The barter system envisages mutual exchange of one’s goods to other without the intervention of money as a medium of exchange. It imposes certain constraints in the smooth flow of trade as explained below.
Unless two persons who have surplus have the demand for the goods possessed by each other, barter could not materialize. For instance ‘A’ is having a surplus of groundnut and ‘B’ is possessing rice in surplus. In this case A should be in need of rice possessed by B as the latter should desperately need groundnut possessed by A. If this “coincidence of wants” does not exist, Barter cannot take place.
Barter system could not determine the value of commodities to be exchanged as they lacked commonly acceptable measures to evaluate each and every commodity.
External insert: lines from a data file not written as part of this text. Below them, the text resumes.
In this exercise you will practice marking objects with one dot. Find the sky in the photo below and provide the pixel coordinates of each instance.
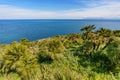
(59, 9)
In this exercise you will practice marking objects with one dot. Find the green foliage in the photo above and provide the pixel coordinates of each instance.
(92, 55)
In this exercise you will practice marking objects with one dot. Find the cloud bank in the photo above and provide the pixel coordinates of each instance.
(104, 9)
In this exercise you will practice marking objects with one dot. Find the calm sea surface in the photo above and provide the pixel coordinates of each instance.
(14, 30)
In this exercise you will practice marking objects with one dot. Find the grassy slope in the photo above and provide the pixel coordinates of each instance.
(56, 58)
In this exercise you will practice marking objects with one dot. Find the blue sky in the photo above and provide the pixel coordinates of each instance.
(59, 9)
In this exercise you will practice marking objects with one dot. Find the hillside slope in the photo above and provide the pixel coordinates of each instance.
(91, 55)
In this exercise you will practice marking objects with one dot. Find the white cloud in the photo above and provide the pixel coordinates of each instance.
(107, 9)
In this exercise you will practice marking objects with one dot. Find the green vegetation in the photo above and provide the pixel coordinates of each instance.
(91, 55)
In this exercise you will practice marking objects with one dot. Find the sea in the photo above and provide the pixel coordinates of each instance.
(14, 30)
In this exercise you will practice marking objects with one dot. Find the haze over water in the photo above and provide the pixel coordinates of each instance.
(14, 30)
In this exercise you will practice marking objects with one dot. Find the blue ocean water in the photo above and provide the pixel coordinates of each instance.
(14, 30)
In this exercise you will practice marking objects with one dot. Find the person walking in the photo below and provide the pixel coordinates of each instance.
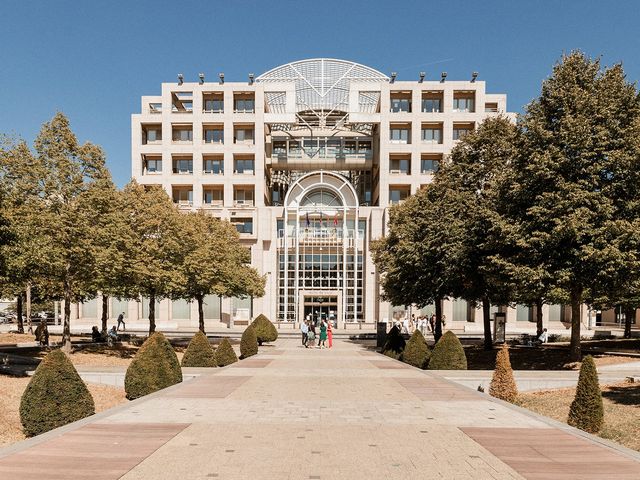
(304, 328)
(323, 335)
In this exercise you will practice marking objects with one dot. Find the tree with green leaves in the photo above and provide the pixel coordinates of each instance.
(55, 243)
(214, 262)
(476, 173)
(152, 239)
(581, 139)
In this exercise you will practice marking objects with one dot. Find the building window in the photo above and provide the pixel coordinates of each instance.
(243, 225)
(183, 166)
(243, 196)
(243, 135)
(431, 105)
(491, 107)
(182, 133)
(244, 104)
(432, 133)
(429, 166)
(182, 102)
(398, 194)
(460, 131)
(151, 164)
(400, 102)
(213, 134)
(244, 166)
(213, 102)
(400, 134)
(151, 134)
(464, 102)
(213, 166)
(213, 196)
(182, 195)
(400, 166)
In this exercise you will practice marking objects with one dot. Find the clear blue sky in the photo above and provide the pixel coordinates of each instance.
(94, 59)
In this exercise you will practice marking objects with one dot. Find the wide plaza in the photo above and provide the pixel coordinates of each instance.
(294, 413)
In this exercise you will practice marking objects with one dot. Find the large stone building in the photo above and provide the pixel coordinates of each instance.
(305, 160)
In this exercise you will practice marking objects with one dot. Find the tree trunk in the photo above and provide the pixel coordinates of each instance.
(486, 320)
(66, 323)
(629, 313)
(199, 298)
(438, 327)
(575, 354)
(30, 327)
(105, 313)
(152, 313)
(19, 313)
(539, 326)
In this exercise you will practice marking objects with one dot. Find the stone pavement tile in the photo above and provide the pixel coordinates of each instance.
(552, 453)
(316, 451)
(95, 451)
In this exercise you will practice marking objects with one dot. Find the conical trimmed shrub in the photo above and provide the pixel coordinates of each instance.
(225, 355)
(416, 352)
(586, 411)
(503, 385)
(448, 354)
(55, 396)
(199, 353)
(395, 343)
(248, 343)
(154, 367)
(265, 330)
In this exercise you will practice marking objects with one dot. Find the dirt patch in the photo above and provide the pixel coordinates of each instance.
(538, 358)
(621, 410)
(11, 390)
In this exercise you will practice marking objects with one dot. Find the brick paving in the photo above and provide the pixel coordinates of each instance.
(296, 413)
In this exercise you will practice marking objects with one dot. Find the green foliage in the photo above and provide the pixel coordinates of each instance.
(395, 343)
(448, 354)
(154, 367)
(586, 411)
(225, 355)
(416, 351)
(503, 385)
(55, 396)
(248, 343)
(199, 353)
(265, 330)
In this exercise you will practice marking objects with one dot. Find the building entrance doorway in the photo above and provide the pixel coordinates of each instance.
(318, 308)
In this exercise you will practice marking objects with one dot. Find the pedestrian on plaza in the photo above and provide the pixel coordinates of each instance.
(304, 328)
(323, 335)
(311, 336)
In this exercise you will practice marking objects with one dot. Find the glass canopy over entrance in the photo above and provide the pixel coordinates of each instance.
(320, 251)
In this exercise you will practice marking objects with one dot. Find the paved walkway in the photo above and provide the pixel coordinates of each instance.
(293, 413)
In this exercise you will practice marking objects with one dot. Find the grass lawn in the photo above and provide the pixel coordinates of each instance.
(621, 410)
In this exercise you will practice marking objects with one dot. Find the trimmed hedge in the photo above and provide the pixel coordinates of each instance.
(586, 411)
(55, 396)
(199, 353)
(416, 352)
(265, 330)
(395, 343)
(503, 385)
(154, 367)
(225, 354)
(248, 343)
(448, 354)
It was difficult to compare the values of all articles in the absence of an acceptable medium of exchange.
It was not possible for buyers and sellers to meet face to face in many contexts for exchanging the commodities for commodities. This hindered the process of barter in all practical sense.
Absence of surplus stock was one of the impediments in barter system. If the buyers and sellers do not have surplus then no barter was possible.
All the aforesaid constraints were addressed by the invention of money as medium of exchange. Besides there are other hindrances in the smooth exchange of goods from the place of production to the place of consumption like place, time, risk, knowledge, finance and so on. These are addressed by various mechanisms in detail in the subsequent sections of this chapter.